In this view, witnesses from the dominant group get the benefit of the doubt. Even though it’s a legal truism that “most facts are proved by testimony,” and that even in cases where physical evidence exists, “the human recital — viva voce — is often crucial to the establishment of its authenticity or significance,” testimony from members of marginalized groups in the States and elsewhere has often been cast as unreliable, or simply excluded from consideration.

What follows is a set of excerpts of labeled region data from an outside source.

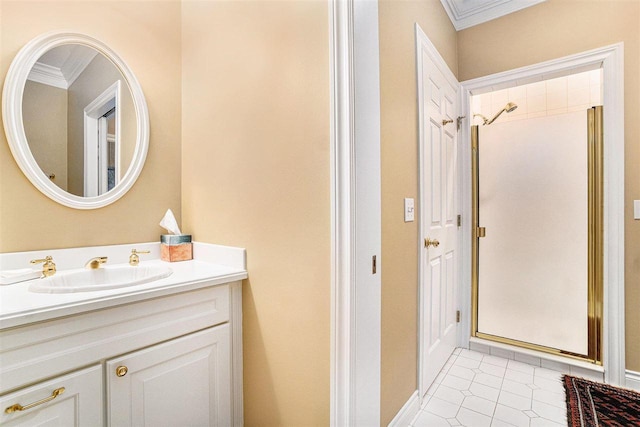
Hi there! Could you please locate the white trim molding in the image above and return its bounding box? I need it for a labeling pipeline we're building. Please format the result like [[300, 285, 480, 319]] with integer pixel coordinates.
[[389, 390, 420, 427], [329, 0, 381, 427], [440, 0, 545, 31], [461, 43, 625, 385], [626, 370, 640, 391]]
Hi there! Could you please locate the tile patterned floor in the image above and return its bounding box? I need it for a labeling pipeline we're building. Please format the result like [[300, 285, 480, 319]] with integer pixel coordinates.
[[411, 349, 567, 427]]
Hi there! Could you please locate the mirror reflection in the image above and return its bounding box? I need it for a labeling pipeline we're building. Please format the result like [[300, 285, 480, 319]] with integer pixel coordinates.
[[22, 44, 137, 197]]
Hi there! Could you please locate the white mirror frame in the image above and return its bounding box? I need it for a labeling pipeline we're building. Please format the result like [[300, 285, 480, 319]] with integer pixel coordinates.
[[2, 32, 149, 209]]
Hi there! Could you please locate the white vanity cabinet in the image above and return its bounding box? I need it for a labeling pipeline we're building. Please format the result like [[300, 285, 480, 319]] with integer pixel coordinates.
[[106, 324, 231, 427], [0, 365, 104, 427], [0, 281, 243, 427]]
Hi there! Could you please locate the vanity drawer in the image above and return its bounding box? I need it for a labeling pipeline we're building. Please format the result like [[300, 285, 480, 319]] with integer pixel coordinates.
[[0, 365, 104, 427], [0, 284, 229, 393]]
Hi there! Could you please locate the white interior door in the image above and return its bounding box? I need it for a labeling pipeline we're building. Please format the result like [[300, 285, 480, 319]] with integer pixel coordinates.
[[416, 27, 460, 396]]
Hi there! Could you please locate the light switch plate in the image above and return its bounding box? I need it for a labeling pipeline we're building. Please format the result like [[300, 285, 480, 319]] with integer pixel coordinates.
[[404, 198, 415, 222]]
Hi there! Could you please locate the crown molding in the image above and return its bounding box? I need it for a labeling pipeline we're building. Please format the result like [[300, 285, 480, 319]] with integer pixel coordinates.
[[27, 62, 69, 90], [27, 50, 98, 90], [440, 0, 545, 31]]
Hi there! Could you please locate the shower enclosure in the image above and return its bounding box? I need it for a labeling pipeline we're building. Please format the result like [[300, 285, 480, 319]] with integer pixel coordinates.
[[472, 102, 603, 363]]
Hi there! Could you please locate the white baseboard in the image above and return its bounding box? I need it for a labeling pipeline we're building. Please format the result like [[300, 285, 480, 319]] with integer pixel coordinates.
[[389, 390, 420, 427], [625, 369, 640, 391]]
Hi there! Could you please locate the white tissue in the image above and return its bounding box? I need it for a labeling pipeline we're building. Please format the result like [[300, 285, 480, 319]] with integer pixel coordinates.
[[160, 209, 182, 234]]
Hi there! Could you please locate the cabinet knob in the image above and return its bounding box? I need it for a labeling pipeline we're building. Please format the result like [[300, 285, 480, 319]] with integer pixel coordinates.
[[116, 366, 129, 377]]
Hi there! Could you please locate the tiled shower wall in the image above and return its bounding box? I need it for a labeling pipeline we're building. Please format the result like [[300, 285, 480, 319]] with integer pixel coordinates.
[[471, 69, 602, 125]]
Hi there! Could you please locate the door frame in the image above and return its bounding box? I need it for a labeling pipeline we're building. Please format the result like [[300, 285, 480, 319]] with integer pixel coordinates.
[[83, 80, 122, 197], [329, 0, 382, 427], [459, 43, 625, 385], [415, 23, 462, 404]]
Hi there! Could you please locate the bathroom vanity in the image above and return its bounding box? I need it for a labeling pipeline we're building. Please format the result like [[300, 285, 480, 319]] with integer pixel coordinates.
[[0, 243, 247, 426]]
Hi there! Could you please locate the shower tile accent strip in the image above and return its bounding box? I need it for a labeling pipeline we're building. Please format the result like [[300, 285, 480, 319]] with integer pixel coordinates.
[[471, 69, 603, 124], [411, 348, 567, 427]]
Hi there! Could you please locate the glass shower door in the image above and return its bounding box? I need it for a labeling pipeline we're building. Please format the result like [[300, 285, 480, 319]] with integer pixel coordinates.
[[474, 111, 594, 358]]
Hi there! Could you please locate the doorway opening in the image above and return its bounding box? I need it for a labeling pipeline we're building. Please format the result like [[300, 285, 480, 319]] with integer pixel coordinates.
[[460, 43, 625, 384]]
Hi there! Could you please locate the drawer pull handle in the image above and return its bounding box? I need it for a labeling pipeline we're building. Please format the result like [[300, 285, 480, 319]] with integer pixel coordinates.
[[4, 387, 64, 414], [116, 366, 129, 377]]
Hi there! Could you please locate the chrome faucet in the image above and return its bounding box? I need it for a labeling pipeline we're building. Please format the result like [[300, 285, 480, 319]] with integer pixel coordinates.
[[84, 256, 108, 269]]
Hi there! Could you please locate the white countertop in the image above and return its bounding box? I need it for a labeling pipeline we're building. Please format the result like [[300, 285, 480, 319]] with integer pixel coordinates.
[[0, 243, 248, 329]]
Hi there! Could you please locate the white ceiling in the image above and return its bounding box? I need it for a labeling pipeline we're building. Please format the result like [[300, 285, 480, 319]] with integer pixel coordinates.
[[440, 0, 545, 31]]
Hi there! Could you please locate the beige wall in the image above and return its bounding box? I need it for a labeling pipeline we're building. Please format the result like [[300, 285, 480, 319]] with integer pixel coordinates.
[[458, 0, 640, 371], [379, 0, 458, 425], [0, 0, 181, 252], [182, 1, 331, 426], [22, 80, 67, 190]]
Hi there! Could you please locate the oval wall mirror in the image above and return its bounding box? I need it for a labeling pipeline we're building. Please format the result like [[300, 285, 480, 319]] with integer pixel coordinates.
[[2, 32, 149, 209]]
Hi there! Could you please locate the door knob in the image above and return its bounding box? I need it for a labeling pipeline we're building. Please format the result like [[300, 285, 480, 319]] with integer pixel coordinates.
[[424, 237, 440, 248]]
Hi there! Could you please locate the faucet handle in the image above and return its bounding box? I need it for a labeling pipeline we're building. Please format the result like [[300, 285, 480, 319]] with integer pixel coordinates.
[[31, 256, 56, 277], [129, 249, 151, 267]]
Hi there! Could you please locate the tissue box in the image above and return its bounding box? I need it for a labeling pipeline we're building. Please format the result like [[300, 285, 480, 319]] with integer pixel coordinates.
[[160, 234, 193, 262]]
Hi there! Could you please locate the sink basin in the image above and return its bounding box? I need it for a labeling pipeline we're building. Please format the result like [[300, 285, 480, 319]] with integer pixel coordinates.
[[29, 265, 173, 294]]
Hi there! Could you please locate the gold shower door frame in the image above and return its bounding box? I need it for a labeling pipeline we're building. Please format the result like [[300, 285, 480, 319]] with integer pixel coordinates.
[[471, 106, 604, 365]]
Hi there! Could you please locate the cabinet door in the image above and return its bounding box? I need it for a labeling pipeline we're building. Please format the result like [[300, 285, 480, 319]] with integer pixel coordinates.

As a former trial attorney, I’ve seen how the he said/she said dynamic is replicated in cases involving parties from opposite ends of a hierarchy. It could be “white cop says/black kid says,” or “boss says/employee says,” or “priest says/choirboy says,” or “corporate polluter says/environmental group says.” In any case, the member of the dominant class gets the benefit of the doubt. Dr. Gilmore connects this bullshit phenomenon to the “reasonable man” standard in U.S. law:

Take the legal fiction of the ‘reasonable man’ whose motives and actions juries are instructed to consider as the standard for deciding, for example, cases of self-defense. When women claim self-defense in cases where they kill a man, often a violent intimate partner whom they know is intent upon inflicting violence on them — an act that meets the self-defense standard — juries often fail to apply self-defense accurately because they doubt women were justified in using force to defend themselves for two reasons: the assumption that the woman overreacted or that the man’s life, to be blunt, is worth more. We see this in rape cases in lenient sentencing for men like Brock Turner whose father was outraged that his son would be punished for raping an unconscious woman, an act he described as ‘a steep price to pay for twenty minutes of action.’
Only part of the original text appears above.